Sources of health data available at the Federal level for public health funding and surveillance
The federal government is responsible for implementing new health care policies in the United States to ensure that the citizens have access to quality health care. However, the government cannot enforce it new health reforms without sufficient background information. Therefore, the federal government maintains an information system that can help it to store, access and retrieve data that it can use for public health funding and surveillance (Longest, 2016). The federal government creates data network through funding national surveys, vital statistics and medical data records (Bernstein & Sweeney, 2012). Examples of sources of health data available at the federal level include the Centres for Medicare and Medicaid Services (CMS), American Medical Association, Medical Group Management Association, Federal Employees Health Benefits Program and the Agency for Healthcare Research and Quality.
CMS data contains information like patient medical eligibility, utilization, and payment. This data source is important in public health funding in that it helps to monitor health status and plan health services for Americans (Longest, 2016).

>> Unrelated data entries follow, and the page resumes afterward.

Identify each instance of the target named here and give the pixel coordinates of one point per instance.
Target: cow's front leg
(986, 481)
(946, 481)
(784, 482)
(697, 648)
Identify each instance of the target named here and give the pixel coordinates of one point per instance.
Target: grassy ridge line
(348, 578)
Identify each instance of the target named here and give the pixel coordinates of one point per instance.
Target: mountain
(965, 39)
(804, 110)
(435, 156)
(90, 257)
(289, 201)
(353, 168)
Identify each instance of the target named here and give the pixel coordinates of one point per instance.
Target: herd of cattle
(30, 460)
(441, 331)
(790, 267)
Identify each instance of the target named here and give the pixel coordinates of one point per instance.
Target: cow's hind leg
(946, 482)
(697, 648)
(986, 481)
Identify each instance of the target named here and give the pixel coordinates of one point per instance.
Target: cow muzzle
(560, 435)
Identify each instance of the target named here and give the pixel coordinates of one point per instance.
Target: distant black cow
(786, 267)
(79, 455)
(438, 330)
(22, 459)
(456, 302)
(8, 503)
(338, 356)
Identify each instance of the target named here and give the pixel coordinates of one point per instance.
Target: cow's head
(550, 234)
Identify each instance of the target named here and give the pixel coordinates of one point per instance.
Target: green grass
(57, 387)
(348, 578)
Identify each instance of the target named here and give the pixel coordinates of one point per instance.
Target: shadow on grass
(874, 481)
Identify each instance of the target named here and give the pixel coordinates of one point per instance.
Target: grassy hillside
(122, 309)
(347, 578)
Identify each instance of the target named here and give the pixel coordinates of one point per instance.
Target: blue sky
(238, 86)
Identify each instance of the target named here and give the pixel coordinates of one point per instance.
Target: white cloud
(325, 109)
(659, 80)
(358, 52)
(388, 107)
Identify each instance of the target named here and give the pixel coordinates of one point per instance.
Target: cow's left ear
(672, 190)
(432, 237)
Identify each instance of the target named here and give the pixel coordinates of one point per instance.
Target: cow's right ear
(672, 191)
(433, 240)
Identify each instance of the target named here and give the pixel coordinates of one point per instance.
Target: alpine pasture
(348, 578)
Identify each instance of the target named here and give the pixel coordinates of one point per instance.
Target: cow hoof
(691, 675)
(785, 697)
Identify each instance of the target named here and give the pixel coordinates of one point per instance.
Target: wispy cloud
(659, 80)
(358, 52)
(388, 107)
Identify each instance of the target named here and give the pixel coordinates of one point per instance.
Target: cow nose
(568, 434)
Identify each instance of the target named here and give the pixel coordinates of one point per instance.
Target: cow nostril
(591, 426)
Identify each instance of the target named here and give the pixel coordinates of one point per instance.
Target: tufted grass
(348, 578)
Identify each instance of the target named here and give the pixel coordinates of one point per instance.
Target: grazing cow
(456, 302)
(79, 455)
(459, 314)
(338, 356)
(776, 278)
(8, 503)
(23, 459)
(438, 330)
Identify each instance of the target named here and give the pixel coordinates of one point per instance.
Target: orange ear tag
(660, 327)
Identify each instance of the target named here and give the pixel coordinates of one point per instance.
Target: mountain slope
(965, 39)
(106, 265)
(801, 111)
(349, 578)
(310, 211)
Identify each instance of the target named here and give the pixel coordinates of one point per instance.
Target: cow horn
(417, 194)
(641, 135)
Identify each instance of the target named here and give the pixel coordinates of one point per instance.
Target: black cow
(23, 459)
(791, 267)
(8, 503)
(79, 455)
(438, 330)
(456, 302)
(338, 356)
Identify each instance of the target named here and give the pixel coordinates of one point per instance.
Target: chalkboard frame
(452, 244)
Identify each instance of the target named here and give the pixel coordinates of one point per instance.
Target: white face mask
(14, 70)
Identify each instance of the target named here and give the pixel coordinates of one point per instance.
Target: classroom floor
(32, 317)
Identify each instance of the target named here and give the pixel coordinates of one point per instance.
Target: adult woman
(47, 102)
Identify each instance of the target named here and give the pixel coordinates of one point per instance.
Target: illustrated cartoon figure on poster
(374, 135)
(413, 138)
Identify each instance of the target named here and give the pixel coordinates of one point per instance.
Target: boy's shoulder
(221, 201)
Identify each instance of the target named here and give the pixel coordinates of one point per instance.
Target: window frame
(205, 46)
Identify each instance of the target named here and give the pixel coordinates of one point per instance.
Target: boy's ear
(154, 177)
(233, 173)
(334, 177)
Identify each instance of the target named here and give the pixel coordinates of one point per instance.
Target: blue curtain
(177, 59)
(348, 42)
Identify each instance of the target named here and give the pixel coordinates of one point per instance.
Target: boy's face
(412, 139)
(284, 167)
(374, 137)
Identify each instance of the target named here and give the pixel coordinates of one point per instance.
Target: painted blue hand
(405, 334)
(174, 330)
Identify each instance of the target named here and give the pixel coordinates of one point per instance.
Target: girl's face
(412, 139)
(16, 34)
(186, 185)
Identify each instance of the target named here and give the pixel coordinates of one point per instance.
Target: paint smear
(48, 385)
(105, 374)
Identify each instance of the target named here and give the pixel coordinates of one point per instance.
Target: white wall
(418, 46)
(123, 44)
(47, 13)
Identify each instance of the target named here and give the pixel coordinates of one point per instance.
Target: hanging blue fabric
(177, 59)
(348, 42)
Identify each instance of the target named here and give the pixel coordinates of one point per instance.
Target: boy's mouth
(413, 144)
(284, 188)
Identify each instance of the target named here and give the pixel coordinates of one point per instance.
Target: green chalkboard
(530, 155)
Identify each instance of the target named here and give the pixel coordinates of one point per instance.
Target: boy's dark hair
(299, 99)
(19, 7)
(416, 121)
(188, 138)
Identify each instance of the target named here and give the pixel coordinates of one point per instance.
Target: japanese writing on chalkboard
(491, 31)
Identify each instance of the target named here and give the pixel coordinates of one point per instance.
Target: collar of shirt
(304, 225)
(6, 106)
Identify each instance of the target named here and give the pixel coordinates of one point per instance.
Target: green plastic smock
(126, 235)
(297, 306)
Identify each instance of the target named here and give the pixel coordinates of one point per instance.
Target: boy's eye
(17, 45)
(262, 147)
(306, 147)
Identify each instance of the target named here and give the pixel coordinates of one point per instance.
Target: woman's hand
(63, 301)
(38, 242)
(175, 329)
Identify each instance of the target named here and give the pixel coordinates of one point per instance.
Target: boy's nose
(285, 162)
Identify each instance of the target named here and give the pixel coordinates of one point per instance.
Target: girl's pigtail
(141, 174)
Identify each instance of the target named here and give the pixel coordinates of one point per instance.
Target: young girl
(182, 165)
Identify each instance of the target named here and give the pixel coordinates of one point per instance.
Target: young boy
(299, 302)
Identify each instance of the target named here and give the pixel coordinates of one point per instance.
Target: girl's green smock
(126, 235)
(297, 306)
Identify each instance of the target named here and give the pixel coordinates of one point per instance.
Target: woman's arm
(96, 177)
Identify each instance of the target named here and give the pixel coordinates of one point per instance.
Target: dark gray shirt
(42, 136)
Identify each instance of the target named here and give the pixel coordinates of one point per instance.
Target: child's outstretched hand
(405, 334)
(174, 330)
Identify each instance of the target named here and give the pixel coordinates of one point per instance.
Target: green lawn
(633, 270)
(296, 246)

American Medical Association publishes relevant information that includes clinical procedures that are performed by the physicians. This information is particularly important in identifying risks and health hazards in medical practices in the US. Medical Group Management Association provides information on the cost of medical practice that may provide valuable insights that can help the federal government to budget for health expenditure. Federal Employees Health Benefits Program contains data regarding the medical claims of federal employees as well as their dependents. Agency for Healthcare Research and Quality data source includes information like inpatient data from all hospitals. This information may be useful to the federal government and other public health agencies like the CMS to plan for emergencies, assesses prevalent diseases, identify risks and budget for health expenditure.
Bernstein, A. B. & Sweeney, M. H. (2012). Public Health Surveillance Data: Legal, Policy, Ethical, Regulatory, and Practical Issues. Retrieved from https://www.cdc.gov/Mmwr/preview/mmwrhtml/su6103a7.htm
Longest, B. (2016). Health policymaking in the United States.